Following the news that phones are set to be banned in schools in England, some local campaigners still said the proposal does not go far enough.
Emma Lawlor from Smartphone Free Childhood Guernsey said if any other product had been associated with the range of harms now linked to the online world, it would have faced stricter regulation long ago. ‘Consider nut allergies – when children died, families demanded action to protect others. Nuts were banned in schools,’ she said.
‘We didn’t wait for randomised controlled trials or more evidence. We did not say the evidence wasn’t conclusive, or we need to do a survey to gather everyone’s thoughts, or that most children like nuts so we wouldn’t act. Yet here we are, with children being harmed daily by what is happening on the phones they are carrying around with them all day every day, and we are not taking any action.
‘We would like to see a ban on social media for under-16s and a brick-phone-only policy in all schools.’
Deputy Sally Rochester already said the Bailiwick had several choices available in terms of tightening restrictions and regulations.
‘We can implement the Online Safety Act because we have a permissive extent clause, which means basically that we can take that legislation, implement it in a proportionate way, and then ask Ofcom to regulate the tech companies to achieve the aims of the legislation. So that’s an amazing opportunity that we have, and we are, as a government, working on that.
‘It’s not perfect legislation. We know there are weaknesses in it, and we know that Ofcom isn’t regulating as strongly as some would wish to see, but we know that that is an opportunity we have available, and we’re working towards that, which is great.’
However, she said it would be much easier if the UK was to act first by extending the school ban to social media for under-16s.
‘I would be pushing hard for us to be able to use that same legislation in Guernsey,’ she said.
‘The idea of a social media ban for under-16s is a lovely idea, but unless we’ve got the means to deliver it in Guernsey, then it’s pointless talking about it.

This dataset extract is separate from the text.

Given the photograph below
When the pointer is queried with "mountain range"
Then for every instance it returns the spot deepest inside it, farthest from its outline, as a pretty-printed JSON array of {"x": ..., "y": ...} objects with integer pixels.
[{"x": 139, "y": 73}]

I’m talking about it now because I can see that it might be coming down the track in the UK, and it might be an opportunity that’s available to us.

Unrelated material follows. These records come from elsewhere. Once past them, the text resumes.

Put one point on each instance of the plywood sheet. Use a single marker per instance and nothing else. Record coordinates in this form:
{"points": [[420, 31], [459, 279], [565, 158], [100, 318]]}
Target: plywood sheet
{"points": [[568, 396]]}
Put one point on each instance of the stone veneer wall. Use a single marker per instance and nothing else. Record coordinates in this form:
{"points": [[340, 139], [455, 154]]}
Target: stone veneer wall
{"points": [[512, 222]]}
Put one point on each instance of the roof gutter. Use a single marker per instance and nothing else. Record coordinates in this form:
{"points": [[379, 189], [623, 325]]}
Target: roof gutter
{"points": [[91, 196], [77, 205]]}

‘It’s easier to follow the UK where you can use the levers that they have to act.’
Emma Martins, former data protection commissioner for Guernsey, who made a submission to a UK scrutiny panel looking at online harms last year, said that introducing effective regulations around smartphones and social media could be challenging, not least because many of the platforms which were the most problematic were in a different jurisdiction.
‘But even when enforcement is difficult, it is vital for governments to clearly signal society’s standards of right and wrong by enacting laws that reflect shared values and seek to prevent harms to its citizens,’ she said.
‘Laws shape norms, guide behaviour, and affirm the moral as well as legal principles a community stands for. The alternative is to do nothing, which I do not think should be an option. If we accept the situation, we condone it, and in doing so risk normalising an environment which is insufficiently responsive to risks and harms.
‘Indifference legitimises, and there are lots of us who are not indifferent but as individuals there is a limit to what we can do and how we can influence things.
‘We need government, as part of the social contract we have with it, to step in when we are not powerful enough, and we are not powerful enough. Parents are over-faced and need to be supported, not blamed.’